A high-severity vulnerability has been identified in the Mail Mint plugin for WordPress, which could allow an attacker to take full control of an affected website. The flaw stems from a failure to validate file types during an import process, enabling a malicious actor to upload and execute code on the server. This could lead to data theft, website defacement, or further attacks originating from the compromised system.

The vulnerability exists within the process_contact_attribute_import function of the Mail Mint plugin. The function does not properly validate the types of files being uploaded, creating an arbitrary file upload vulnerability. An authenticated attacker, potentially with low-level privileges, could exploit this by crafting a request to upload a malicious file (e.g., a PHP web shell) disguised as a legitimate import file. Once uploaded to a web-accessible directory, the attacker can execute the file to achieve remote code execution on the server, leading to a complete compromise of the WordPress site.

This vulnerability is rated as High severity with a CVSS score of 7.2. Successful exploitation could have a significant negative impact on the business, leading to a complete compromise of the web server. Potential consequences include the theft of sensitive data such as customer information or internal documents, reputational damage from website defacement, and financial loss due to business disruption. Furthermore, a compromised server could be used as a platform to launch additional attacks against other systems, creating further legal and financial liabilities.

Immediate Action: Immediately update the Mail Mint plugin to the latest patched version provided by the vendor. After updating, verify that the patch has been successfully applied and the site is functioning correctly. If the plugin is no longer required for business operations, it should be deactivated and removed as a best practice to reduce the attack surface.

Proactive Monitoring: Monitor web server access logs for suspicious POST requests to the plugin's import functionality and look for attempts to upload files with executable extensions (e.g., .php, .phtml, .php5). Implement file integrity monitoring to detect the creation of unexpected files in web-accessible directories, particularly within the WordPress uploads folder. Monitor for unusual outbound network traffic from the web server, which could indicate a successful compromise.
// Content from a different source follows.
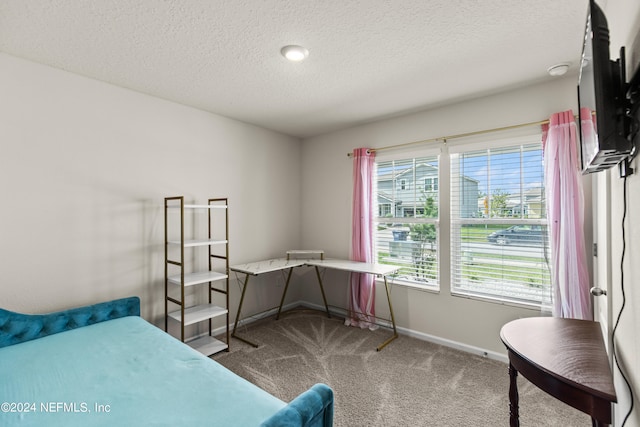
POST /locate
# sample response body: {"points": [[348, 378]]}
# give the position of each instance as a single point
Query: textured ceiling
{"points": [[369, 59]]}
Compensating Controls: If immediate patching is not feasible, implement a Web Application Firewall (WAF) with rules specifically designed to inspect file uploads and block malicious file types. Additionally, configure web server permissions to prevent the execution of scripts within the uploads directory. Consider temporarily disabling the contact import functionality within the plugin until a patch can be applied.

Public Exploit Available: false

Given the high severity of this vulnerability (CVSS 7.2) and its potential to allow for a full site compromise, immediate remediation is strongly recommended. Organizations using the affected Mail Mint plugin should prioritize applying the vendor-supplied update to mitigate the risk of exploitation. Before patching, a backup of the website should be created. After patching, administrators should review the system for any signs of compromise that may have occurred prior to the update.